A crise de representatividade dos partidos e o afastamento das lideranças fizeram com que o país ficasse meio acéfalo de estadistas ou mesmo de personagens minimamente consensuais com o perfil clássico ou seja alguém que reúna uma série de requisitos indispensáveis para exercer um cargo tão importante como a presidência da República. Além da questão política, o mais alto mandatário precisa de um conhecimento acima da média em economia, raiz principal dos graves e antigos problemas brasileiros que, entre outras consequências, mantém hoje uma imensa legião de 13 milhões de desempregados e exclui do mercado de trabalho um quarto da população brasileira. Não parece uma boa estratégia política julgar o candidato pela sua posição contrária ou favorável ao aborto. Trata-se de uma questão polêmica que não precisa ser decidida pelo futuro presidente, pelo Supremo Tribunal Federal, como está ocorrendo. Pelo retrospecto, o tema também não deve ser objeto de deliberação dos congressistas. Depois de um debate de seis meses, a questão pode ser decidida em um plebiscito, colocando na carona outras questões polêmicas, como ocorreu na proibição da posse de armas. Os tempos atuais demandam um candidato com discurso inclusivo em favor das minorias que hoje sofrem perseguições e discriminações em função da opção religiosa, da orientação sexual ou de gênero.

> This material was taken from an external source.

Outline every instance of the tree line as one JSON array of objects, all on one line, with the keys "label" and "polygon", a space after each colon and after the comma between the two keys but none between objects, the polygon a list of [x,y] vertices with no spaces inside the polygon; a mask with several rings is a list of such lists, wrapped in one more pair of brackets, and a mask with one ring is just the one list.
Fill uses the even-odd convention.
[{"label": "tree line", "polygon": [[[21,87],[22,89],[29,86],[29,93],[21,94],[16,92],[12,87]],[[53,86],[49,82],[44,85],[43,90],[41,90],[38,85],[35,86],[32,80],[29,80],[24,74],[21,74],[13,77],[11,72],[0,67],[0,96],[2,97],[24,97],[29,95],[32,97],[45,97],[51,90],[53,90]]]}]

Na primeira eleição que terá forte influência das redes sociais, os movimentos são muitos rápidos. Ao mesmo tempo em que partidos escolhiam seus candidatos, os eleitores foram tornando públicas suas opções. Essa tomada de posição tem um aspecto positivo ao mesmo tempo em que oferece um grande risco. A opção política significa uma saudável tomada de consciência que afasta a alienação do processo. Já o risco se manifesta no sectarismo político que fecha os olhos em torno da própria opção para ironizar, desdenhar e até desrespeitar as escolhas diferentes. Esse conflito político partidário já se exacerba em discussões familiares, entre amigos e nas redes sociais e não raro descamba para o xingamento e o rompimento de relações. Em países extremados, frequentemente, vira uma guerra civil.
A escolha de um partido ou de um candidato está relacionada a uma imensa cadeia de valores que tem a ver com a educação e com as experiências de vida. Envolve a formação intelectual, o discernimento, a convicção religiosa, o conhecimento histórico, a capacidade para analisar ideologias e estabelecer a correlação entre os fatos. De forma majoritária, o próprio eleitorado brasileiro, em todos os níveis, já cometeu erros históricos. Os tribunais das mais variadas instâncias estão entupidos de processos de corrupção e cassação de políticos eleitos pelo voto popular. Basta olhar para o lado e ver países vizinhos mergulhados nos caos econômico ou pagando o pesado ônus das aventuras populistas. O Brasil tem jeito, mais isso depende da forma como eleitores e candidatos se comportarão no perigoso processo político que está começando.